A federal grand jury in the Eastern District of New York returned an indictment against Javier Aguilar, an oil trader at Vitol, an energy and commodity trading company, for his role in a five-year international bribery and money laundering scheme carried out in Ecuador.
Between approximately 2015 and July 2020, Aguilar and others participated in a conspiracy to pay and conceal bribes to Ecuadoran government officials, including officials at Petroecuador, the state-owned oil and gas company, to secure a valuable, $300 million contract to purchase fuel oil for the benefit of Vitol.
Aguilar was charged in two counts – conspiracy to violate the FCPA and conspiracy to commit money laundering.
Aguilar has been the focus of a long-running FCPA and money laundering investigation. The investigation was initially focused on trading activities involving Petrobras in Brazil. Vitol is the world’s largest independent oil trader and is based in London. Aside from Aguilar, other Vitol executives are under investigation.
In the initial complaint supporting an arrest warrant for Aguilar, the government affidavit references two cooperating witnesses who entered into written cooperation agreements and guilty pleas. The complaint references recorded phone calls and meetings with Aguilar.

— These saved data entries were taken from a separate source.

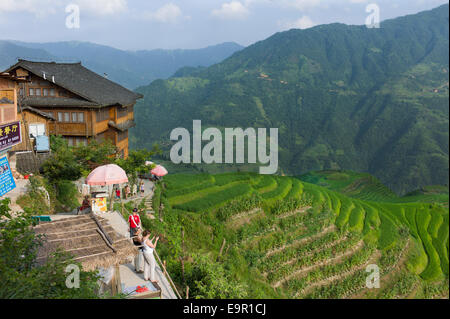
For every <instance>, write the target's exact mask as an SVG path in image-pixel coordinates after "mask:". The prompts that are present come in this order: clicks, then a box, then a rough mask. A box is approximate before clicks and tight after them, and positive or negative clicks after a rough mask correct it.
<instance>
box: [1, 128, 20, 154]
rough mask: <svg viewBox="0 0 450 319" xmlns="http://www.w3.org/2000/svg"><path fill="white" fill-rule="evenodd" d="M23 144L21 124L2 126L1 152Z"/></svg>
mask: <svg viewBox="0 0 450 319" xmlns="http://www.w3.org/2000/svg"><path fill="white" fill-rule="evenodd" d="M21 142H22V135H21V134H20V122H13V123H9V124H5V125H2V126H0V151H1V150H4V149H6V148H9V147H11V146H14V145H16V144H20V143H21Z"/></svg>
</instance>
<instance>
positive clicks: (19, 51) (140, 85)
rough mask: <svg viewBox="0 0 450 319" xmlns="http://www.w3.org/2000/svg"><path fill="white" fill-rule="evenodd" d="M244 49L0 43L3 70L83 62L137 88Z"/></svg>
mask: <svg viewBox="0 0 450 319" xmlns="http://www.w3.org/2000/svg"><path fill="white" fill-rule="evenodd" d="M242 48H243V47H242V46H240V45H239V44H237V43H234V42H224V43H220V44H217V45H212V46H208V47H205V48H200V49H175V50H165V49H155V50H137V51H127V50H120V49H116V48H113V47H110V46H106V45H100V44H96V43H92V42H82V41H62V42H48V43H30V42H21V41H15V40H0V57H3V58H2V59H1V62H0V68H2V69H6V68H7V67H9V66H10V65H13V64H14V63H15V62H16V60H17V58H25V59H29V60H40V62H44V61H57V62H79V61H81V62H82V63H83V65H85V66H86V67H88V68H90V69H92V70H93V71H94V72H97V73H98V74H101V75H103V74H105V73H106V74H107V75H108V77H110V78H111V79H112V80H113V81H115V82H117V83H119V84H121V85H123V86H125V87H127V88H131V89H134V88H136V87H139V86H142V85H148V84H149V83H151V82H152V81H154V80H155V79H160V78H168V77H170V76H171V75H172V74H174V73H175V72H176V71H177V70H178V69H180V68H182V67H187V66H190V67H197V66H210V65H212V64H215V63H218V62H220V61H222V60H223V59H224V58H226V57H228V56H229V55H230V54H233V53H234V52H236V51H238V50H241V49H242ZM8 50H9V51H8ZM11 51H12V52H14V54H11ZM41 60H42V61H41Z"/></svg>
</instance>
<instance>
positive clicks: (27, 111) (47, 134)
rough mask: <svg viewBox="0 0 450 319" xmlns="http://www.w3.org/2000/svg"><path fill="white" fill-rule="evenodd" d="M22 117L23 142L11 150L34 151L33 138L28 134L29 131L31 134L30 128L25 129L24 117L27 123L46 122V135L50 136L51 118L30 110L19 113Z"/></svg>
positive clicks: (28, 133)
mask: <svg viewBox="0 0 450 319" xmlns="http://www.w3.org/2000/svg"><path fill="white" fill-rule="evenodd" d="M18 117H19V119H20V131H21V134H22V143H20V144H17V145H14V146H13V147H12V148H11V151H14V152H18V151H32V150H33V144H32V140H30V138H29V137H28V136H27V133H28V134H29V130H28V128H27V130H25V125H24V119H25V121H26V123H27V125H30V124H33V123H44V124H45V135H47V136H49V121H50V120H49V119H47V118H45V117H42V116H39V115H37V114H35V113H32V112H29V111H28V110H25V111H23V112H22V113H19V115H18Z"/></svg>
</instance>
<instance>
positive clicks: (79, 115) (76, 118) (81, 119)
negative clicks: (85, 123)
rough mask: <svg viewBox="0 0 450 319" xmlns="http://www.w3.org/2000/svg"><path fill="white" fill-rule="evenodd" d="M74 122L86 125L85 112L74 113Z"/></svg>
mask: <svg viewBox="0 0 450 319" xmlns="http://www.w3.org/2000/svg"><path fill="white" fill-rule="evenodd" d="M72 122H73V123H84V113H83V112H78V113H75V112H74V113H72Z"/></svg>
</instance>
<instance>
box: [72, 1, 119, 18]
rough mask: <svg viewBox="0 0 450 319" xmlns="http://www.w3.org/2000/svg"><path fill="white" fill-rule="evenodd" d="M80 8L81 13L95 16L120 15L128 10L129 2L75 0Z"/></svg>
mask: <svg viewBox="0 0 450 319" xmlns="http://www.w3.org/2000/svg"><path fill="white" fill-rule="evenodd" d="M73 3H74V4H78V5H79V6H80V11H81V12H83V11H87V12H88V13H90V14H94V15H110V14H118V13H122V12H125V11H127V10H128V3H127V0H73Z"/></svg>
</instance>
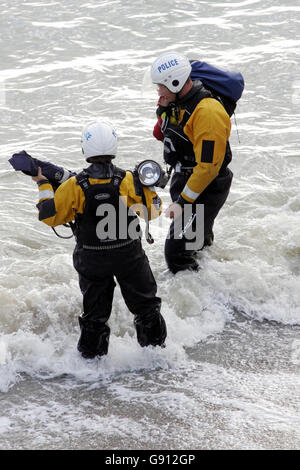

Aguilar is alleged to have made illegal payments of approximately $870,000 to Ecuadoran officials for their assistance in securing a $300 million fuel oil contract with Petroecuador.
Vitol is cooperating with the DOJ probe.
Aguilar was arrested on July 10, 2020 and released on $100,000 bond.
According to the charging documents, Aguilar used an intermediary in Curacao and shell companies to funnel bribes to two Ecuadoran consultants who in turn passed the bribes to two Petroecuador officials, including a senior manager and a member of the Ecuadoran ministry of Hydrocarbons.
Starting in 2015, Aguilar, the two consultants and the two Ecuadoran government officials met and agreed to facilitate business opportunities in exchange for bribes. Beginning in 2016, the conspirators agreed that the amount of corrupt payments would be 25 cents per barrel of fuel oil provided to Vitol pursuant to a Petroecuador contract.
To conceal the bribery scheme, Aguilar instructed one of the consultants to use the intermediary to hide the source of the payments made to the two consultants. In December 2016, the intermediary and one of the consultants entered into a sham consulting agreement between the consulting company and one of the shell company’s controlled by the intermediary. To receive the payments, the consultant generated a fake invoice corresponding to the number of barrels of fuel oil that Vitol received.
Vitol made payments to bank accounts in Curacao in the name of the shell companies, respectively, which were controlled by the intermediary. After receiving such payments, the intermediary wired payments to a consulting company bank account in the Cayman Islands. The consultants paid the bribes p[romised to the Ecuadoran officials accounts.
Between March 2017 and November 2018, the two consultants paid one of Ecuadoran officials approximately $270,000 for Vitol. In addition, between May 2018 and March 2020, Aguilar and others caused Vitol to pay the two consultants $1.4 million of the $3.6 million owed pursuant to the contract. The two consultants paid Ecuadoran official approximately $600,000 of the more than $1.5 million that the conspirators agreed to pay one of the Ecuadoran officials on behalf of Vitol.
Starting in 2019, some of Aguilar’s telephone discussions and meetings with the two consultants were recorded. On February 6, 2020, Aguilar discussed with one of the consultants that Vitol owed money to the Ecuadoran officials. Aguilar specifically stated: “It’s a commitment… I mean, I manage it. It will be done. I have to accelerate this, so there will be no more hindering of this.” In a subsequent conversation Aguilar referred to the need to execute “fake contracts” to facilitate additional payments.
On March 5, 2020, Aguilar met with the two consultants in Houston, Texas. The meeting was recorded. The two consultants stated they need to be paid by the intermediary. Aguilar indicated he was in contact with the intermediary as to payments to the two consultants and “four or five others.”